Earlier this month, a Russian newspaper sympathetic to Moscow Mayor Yuri Luzhkov and extremely hostile to Berezovsky, published what it claimed to be excerpts of telephone conversations held in June between a “person with a voice like” Berezovsky’s and Chechen rebel representatives, in which money transfers appeared to be under discussion–an obvious suggestion that the tycoon was behind the August incursion by Chechnya-based Islamic radicals into neighboring Dagestan (see the Monitor, August 24). In a separate interview with the German weekly Der Spiegel, Maskhadov said that he was “100 percent sure” that Chechens were not behind the bombings in Moscow and other Russian cities, adding that it was possibly the work of Russian officials trying to play “the Chechen card” in the gradual warm-up to next year’s presidential elections (Reuters, September 25).
Meanwhile, Luzhkov said over the weekend that if it is established that “certain oligarchs and Kremlin circles” were involved in unleashing the war in Dagestan, those involved “must be treated even more mercilessly than Basaev.” Such people, he explained, “must not hope that they will be able to hide abroad or use their capital. They will have to answer for everything they have done” (Russian agencies, September 26).
Adding to the suspicions about the bombings was the September 24 announcement by Federal Security Service Director Nikolai Patrushev, that a bomb found on September 22 in an apartment building in the city of Ryazan was actually a training “exercise” arranged by the authorities (NTV, September 24). The panic from the discovery of the “bomb” caused thousands of apartment dwellers in Ryazan to evacuate their buildings (Moscow Times, September 25). Last week, in what some observers also considered strange behavior by the authorities, demolition experts razed the remains of the Moscow apartment building destroyed in a September 8 blast which killed ninety-four (Moscow Times, September 21).

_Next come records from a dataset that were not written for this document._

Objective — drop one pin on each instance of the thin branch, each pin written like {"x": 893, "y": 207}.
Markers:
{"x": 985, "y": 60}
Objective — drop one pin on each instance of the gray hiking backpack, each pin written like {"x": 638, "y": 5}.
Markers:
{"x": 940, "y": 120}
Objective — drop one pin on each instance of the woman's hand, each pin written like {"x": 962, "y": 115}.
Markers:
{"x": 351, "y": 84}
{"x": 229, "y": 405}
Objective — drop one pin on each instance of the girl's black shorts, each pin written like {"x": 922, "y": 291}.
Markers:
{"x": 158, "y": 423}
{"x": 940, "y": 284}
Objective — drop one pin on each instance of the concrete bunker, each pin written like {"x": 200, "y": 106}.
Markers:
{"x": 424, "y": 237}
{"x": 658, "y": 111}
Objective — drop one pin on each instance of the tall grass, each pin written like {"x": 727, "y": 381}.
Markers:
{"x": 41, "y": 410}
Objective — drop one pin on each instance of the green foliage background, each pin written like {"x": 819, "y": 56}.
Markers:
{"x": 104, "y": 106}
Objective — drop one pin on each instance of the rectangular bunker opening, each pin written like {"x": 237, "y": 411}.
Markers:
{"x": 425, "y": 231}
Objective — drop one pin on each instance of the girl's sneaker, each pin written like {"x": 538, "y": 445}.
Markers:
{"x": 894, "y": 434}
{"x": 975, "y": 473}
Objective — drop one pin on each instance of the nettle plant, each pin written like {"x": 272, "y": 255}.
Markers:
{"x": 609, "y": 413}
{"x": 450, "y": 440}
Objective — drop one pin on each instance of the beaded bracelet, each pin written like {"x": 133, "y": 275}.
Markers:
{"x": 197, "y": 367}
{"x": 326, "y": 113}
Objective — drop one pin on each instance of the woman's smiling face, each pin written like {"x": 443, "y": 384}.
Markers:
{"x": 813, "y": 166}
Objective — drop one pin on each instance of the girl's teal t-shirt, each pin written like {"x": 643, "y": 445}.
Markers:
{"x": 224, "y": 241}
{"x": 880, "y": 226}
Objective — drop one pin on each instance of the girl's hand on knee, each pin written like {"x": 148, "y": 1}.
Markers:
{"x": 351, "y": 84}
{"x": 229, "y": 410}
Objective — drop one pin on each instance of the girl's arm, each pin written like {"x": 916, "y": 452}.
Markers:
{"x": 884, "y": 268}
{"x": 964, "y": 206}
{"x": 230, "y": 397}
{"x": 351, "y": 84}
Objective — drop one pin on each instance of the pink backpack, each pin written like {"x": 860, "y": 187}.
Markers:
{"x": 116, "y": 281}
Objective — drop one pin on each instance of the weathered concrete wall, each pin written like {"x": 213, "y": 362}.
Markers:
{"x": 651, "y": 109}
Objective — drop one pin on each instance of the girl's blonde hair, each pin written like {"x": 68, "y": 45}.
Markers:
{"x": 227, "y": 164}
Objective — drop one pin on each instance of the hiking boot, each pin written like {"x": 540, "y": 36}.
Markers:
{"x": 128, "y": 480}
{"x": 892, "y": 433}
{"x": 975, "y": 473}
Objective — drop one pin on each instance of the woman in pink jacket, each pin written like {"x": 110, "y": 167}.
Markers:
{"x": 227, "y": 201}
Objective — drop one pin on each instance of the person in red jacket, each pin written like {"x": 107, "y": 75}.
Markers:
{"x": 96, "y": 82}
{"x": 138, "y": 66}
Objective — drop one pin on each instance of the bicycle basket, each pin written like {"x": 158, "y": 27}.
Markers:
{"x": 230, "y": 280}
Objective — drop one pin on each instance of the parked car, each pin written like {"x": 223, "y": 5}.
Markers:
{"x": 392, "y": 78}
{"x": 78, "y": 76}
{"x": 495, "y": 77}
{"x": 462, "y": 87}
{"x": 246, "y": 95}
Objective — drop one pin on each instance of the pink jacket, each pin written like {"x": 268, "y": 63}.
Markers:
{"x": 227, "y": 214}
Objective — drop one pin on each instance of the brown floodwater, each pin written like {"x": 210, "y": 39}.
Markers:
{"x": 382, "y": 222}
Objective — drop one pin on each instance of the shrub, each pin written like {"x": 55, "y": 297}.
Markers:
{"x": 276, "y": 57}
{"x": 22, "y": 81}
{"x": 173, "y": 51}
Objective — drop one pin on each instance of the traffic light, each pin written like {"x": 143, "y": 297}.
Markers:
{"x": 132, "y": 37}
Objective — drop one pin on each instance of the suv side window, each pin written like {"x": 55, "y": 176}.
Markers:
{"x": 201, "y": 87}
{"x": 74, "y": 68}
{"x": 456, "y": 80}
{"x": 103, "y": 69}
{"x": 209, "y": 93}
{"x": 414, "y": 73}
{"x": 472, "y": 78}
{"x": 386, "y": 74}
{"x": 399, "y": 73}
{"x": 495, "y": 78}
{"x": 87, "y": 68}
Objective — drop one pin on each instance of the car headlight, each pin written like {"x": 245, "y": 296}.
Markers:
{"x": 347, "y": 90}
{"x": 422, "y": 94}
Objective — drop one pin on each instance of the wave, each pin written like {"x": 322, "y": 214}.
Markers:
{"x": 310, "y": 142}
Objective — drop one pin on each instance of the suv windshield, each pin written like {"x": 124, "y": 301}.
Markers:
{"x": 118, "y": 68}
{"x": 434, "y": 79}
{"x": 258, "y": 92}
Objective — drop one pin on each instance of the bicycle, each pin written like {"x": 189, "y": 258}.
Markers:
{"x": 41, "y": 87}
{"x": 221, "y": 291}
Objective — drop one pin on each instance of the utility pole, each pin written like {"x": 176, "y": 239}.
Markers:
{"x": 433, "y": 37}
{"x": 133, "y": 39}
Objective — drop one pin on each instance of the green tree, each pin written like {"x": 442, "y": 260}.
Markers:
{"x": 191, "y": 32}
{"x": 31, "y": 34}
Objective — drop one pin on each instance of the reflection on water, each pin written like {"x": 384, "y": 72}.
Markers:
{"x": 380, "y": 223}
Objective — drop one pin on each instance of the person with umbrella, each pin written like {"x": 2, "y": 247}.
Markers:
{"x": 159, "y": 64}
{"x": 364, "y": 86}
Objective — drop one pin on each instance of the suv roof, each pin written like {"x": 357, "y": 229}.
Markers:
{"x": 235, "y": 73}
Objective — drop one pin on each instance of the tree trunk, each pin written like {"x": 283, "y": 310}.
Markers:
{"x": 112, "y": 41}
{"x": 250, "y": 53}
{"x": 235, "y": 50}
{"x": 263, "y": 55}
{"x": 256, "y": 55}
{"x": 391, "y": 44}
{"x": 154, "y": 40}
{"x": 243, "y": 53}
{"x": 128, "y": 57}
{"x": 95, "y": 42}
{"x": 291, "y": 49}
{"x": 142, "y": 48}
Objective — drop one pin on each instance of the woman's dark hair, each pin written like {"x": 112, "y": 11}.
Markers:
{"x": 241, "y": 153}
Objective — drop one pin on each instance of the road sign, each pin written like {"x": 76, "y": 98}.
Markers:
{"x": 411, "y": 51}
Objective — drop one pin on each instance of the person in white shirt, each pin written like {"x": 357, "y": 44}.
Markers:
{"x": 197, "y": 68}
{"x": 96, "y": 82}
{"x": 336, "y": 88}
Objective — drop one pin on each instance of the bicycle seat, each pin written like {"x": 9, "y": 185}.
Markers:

The fact that the crime scene was destroyed only thirteen days after the explosion was rather peculiar from the point of view of fact-finding. Meanwhile, a recent front page article in a Russian newspaper discussed the theory that Prime Minister Vladimir Putin and members of the Kremlin inner circle may have been behind the wave of terrorist attacks with the aim of creating the pretext for a state of emergency (Nezavisimaya gazeta, September 25). The publishing paper, which is owned by Berezovsky, would appear to be trying to shift the heat onto Putin.